El argumento que esgrimen los menos torpes es que la función de los diputados no se puede medir por los almuerzos que les sirven, sino por su producción como legisladores, con lo que se pretende astutamente minimizar el empeño que arrancó con la propuesta para que las reuniones de jefes de bloque no se hagan a la hora del almuerzo para evitarle al Congreso el gasto de dar de comer a los congresistas. Los más torpes, en cambio, decidieron que era mejor atacar a la ponente y hasta pedirle que renuncie porque les importa más un suculento almuerzo que quedar en notoria y vergonzosa evidencia.

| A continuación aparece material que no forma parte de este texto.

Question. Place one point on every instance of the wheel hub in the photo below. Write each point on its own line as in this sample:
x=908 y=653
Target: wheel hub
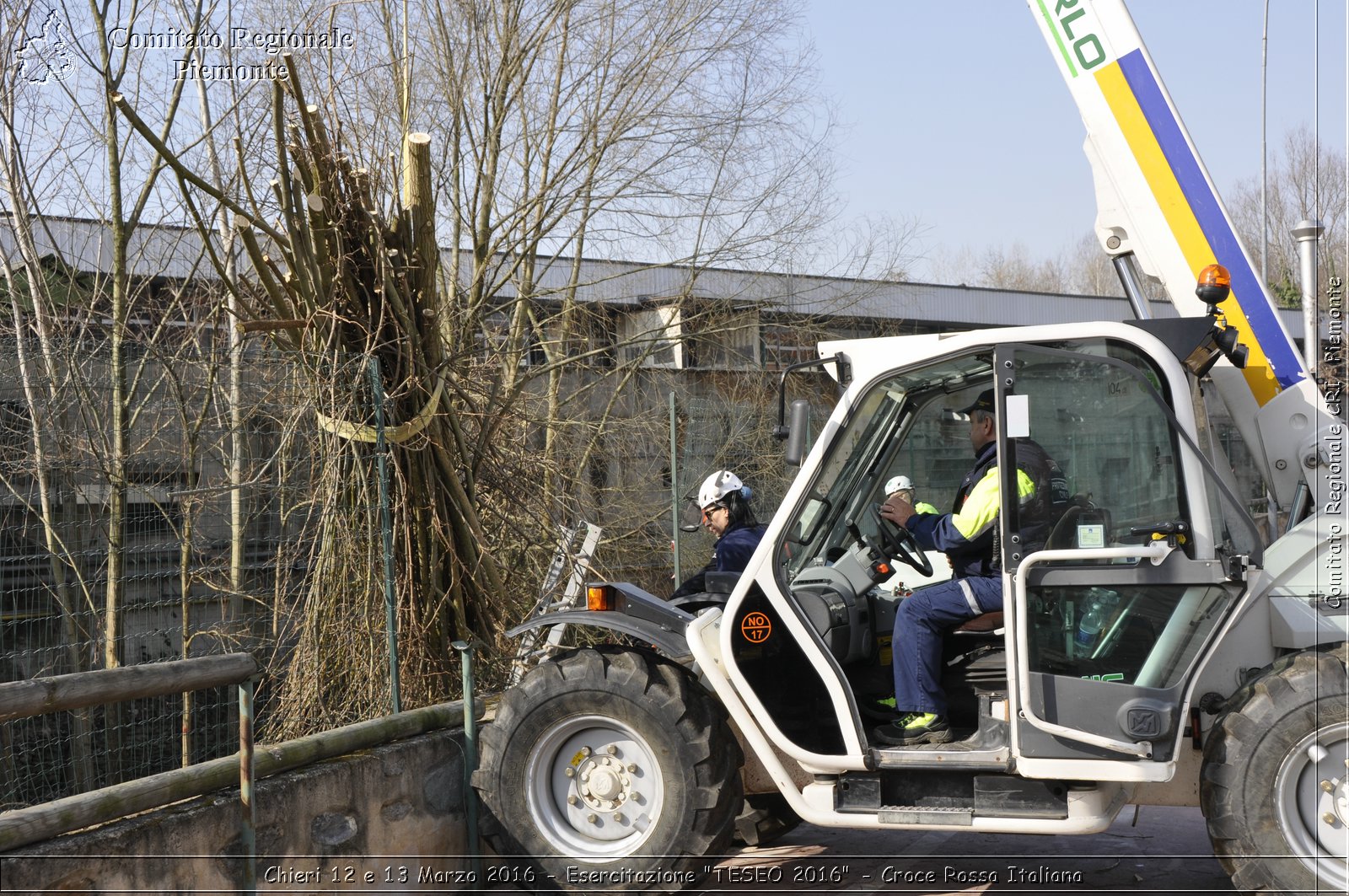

Un almuerzo más o un almuerzo menos no hará que se disponga de más recursos para combatir la desnutrición ni resolverá el problema de la pobreza extendida por el país, pero si puede hacer que el país cambie a partir de la existencia de una nueva clase política más responsable que piense en el servicio público de manera diferente. Y es que las formas cuentan, porque si algo se perdió por completo en Guatemala es el respeto hacia los políticos, precisamente por esa su actitud berrinchuda y corrupta que se pasa por el arco del triunfo a la opinión pública. No es lo que se ahorra lo que importa, sino el mensaje que se envía a la ciudadanía que podría confiar en que el relevo que hubo de más de cien diputados en el Congreso se traduzca en una nueva mentalidad para el desempeño de las funciones, terminando con esas prácticas que demuestran la voracidad de quienes, pinches que son, hasta quieren comer de gratis, lo que sirve para entender que con tal de satisfacer su hambre de negocios, están dispuestos a cualquier cosa.
El ciudadano guatemalteco sabe exactamente qué persiguen los políticos que se aferran al almuerzo. Lo hacen tan burdamente que ni siquiera se preocupan por guardar apariencias y, como las formas cuentan, están enviando el mensaje de que con ellos no hay esperanza de cambio.